The new regulatory system also removes the bias towards investing in big capital projects, treating operational (ongoing) and capital investment on a more even basis.  This should further encourage creative thinking, and solutions that deliver a range of outcomes and benefits.  For example, previously if a sewer was under capacity and causing flooding a water company might favour a capital-intensive solution such as installing bigger pipes.  Now water companies have greater flexibility to, for example, introduce Sustainable Drainage Systems (SuDS) to slow down and reduce the amount of rainwater entering the sewer network.  SuDS involving natural features, such as ponds and swales, also improve water and air quality, and counter the urban heat island effect.  As a result we will hopefully see more water company investment in SuDS and other, less capital intensive, solutions as companies seek to meet their commitment to reduce the number of properties flooded by wastewater from sewers by a third by 2020.

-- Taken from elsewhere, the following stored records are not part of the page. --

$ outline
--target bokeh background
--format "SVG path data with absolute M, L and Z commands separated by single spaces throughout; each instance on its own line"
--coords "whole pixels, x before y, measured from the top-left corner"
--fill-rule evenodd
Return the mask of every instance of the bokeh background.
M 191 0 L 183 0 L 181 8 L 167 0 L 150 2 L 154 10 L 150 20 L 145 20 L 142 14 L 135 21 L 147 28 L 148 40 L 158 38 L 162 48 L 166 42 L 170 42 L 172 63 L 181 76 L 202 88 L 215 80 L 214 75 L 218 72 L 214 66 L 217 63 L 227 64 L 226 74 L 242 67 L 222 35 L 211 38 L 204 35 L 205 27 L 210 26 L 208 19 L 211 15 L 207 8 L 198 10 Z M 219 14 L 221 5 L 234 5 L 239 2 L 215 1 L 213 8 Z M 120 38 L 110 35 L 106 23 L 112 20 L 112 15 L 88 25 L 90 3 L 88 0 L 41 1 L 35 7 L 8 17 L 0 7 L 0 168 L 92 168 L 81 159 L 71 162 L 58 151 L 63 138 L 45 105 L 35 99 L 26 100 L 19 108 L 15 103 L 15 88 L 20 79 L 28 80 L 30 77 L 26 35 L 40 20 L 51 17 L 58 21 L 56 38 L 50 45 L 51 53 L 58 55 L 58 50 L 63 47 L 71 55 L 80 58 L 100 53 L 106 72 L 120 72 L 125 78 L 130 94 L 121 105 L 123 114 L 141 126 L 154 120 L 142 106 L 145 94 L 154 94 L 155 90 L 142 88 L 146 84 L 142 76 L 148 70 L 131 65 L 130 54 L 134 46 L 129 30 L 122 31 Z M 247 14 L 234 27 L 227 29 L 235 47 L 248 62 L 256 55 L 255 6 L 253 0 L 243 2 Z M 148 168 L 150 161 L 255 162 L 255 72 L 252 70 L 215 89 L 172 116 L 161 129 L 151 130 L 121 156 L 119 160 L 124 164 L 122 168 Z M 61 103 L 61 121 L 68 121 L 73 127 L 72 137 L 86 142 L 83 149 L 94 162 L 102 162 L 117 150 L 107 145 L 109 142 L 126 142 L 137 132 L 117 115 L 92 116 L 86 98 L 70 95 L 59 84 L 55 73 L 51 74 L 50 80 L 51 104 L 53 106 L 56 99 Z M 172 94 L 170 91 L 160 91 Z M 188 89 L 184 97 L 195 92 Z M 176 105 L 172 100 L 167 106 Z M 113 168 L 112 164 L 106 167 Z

Positive signs on demand management
There are also some positive signs on demand management that have emerged from the water industry as part of the price review process:

  • Consumption per person has fallen from a high of 155 litres per person per day (l/p/d) in 2003-04 to around 140 l/p/d. In PR14, 13 of 18 companies have made commitments to reduce consumption per person through water efficiency programmes. In total, this will save 215 million litres per day by 2020, roughly equivalent to a fall of 4 l/p/d.
  • The number of customers with water meters is increasing at a rate of 2% per year. By 2020 around 61% of households are projected to have a water meter. Metering will ensure households pay a price for water that reflects the amount that they use.
  • Leakage losses from pipes have remained relatively stable at around a fifth of total public water supply. Companies have made modest commitments to reduce leakage by 158 million litres per day by 2020, equivalent to a 5% fall relative to current levels of leakage. This represents an increase in ambition relative to commitments made in the previous price review.
  • All but two companies have committed to not increase abstraction over the next five years. Less abstraction means less damage to freshwater habitats. Currently, around 13% of rivers are thought to be failing to meet good ecological status under the Water Framework Directive due to pressures from over-abstraction.

Customer consultation is key
However, any regulatory regime also creates its own risks.  The welcome focus on outcomes can make it more difficult to understand how these commitments are being delivered.  If water companies are not consulting effectively with their customers they may still default to capital intensive solutions to deliver the required outcomes (e.g. large sewers instead of SuDS).  Ofwat has a crucial role under the new regime to ensure companies’ consultation with their customers is meaningful and that customers understand the full consequences when they express their preferences.

It will also be important for Ofwat to evaluate how well the regime has worked as PR14 draws to a close.  That requires some thinking now about the basis for such an evaluation.  Ofwat can then ensure it is collecting the required information to allow a proper evaluation in time for the next review.

The evaluation might want to consider, in part, whether the positive commitments made in water companies’ five-year business plans are translating into greater ambition over the longer-term.  We compared the latest round of long-term (25 year) plans with those published in 2009.  That shows there has been no noticeable shift towards more water efficiency and demand-side measures. As the Green Alliance report points out, there may be opportunities for greater roll-out of water efficiency that are yet to be fully exploited. This could help to manage the pressures on customer bills, whilst also making water supplies more resilient to future changes in climate.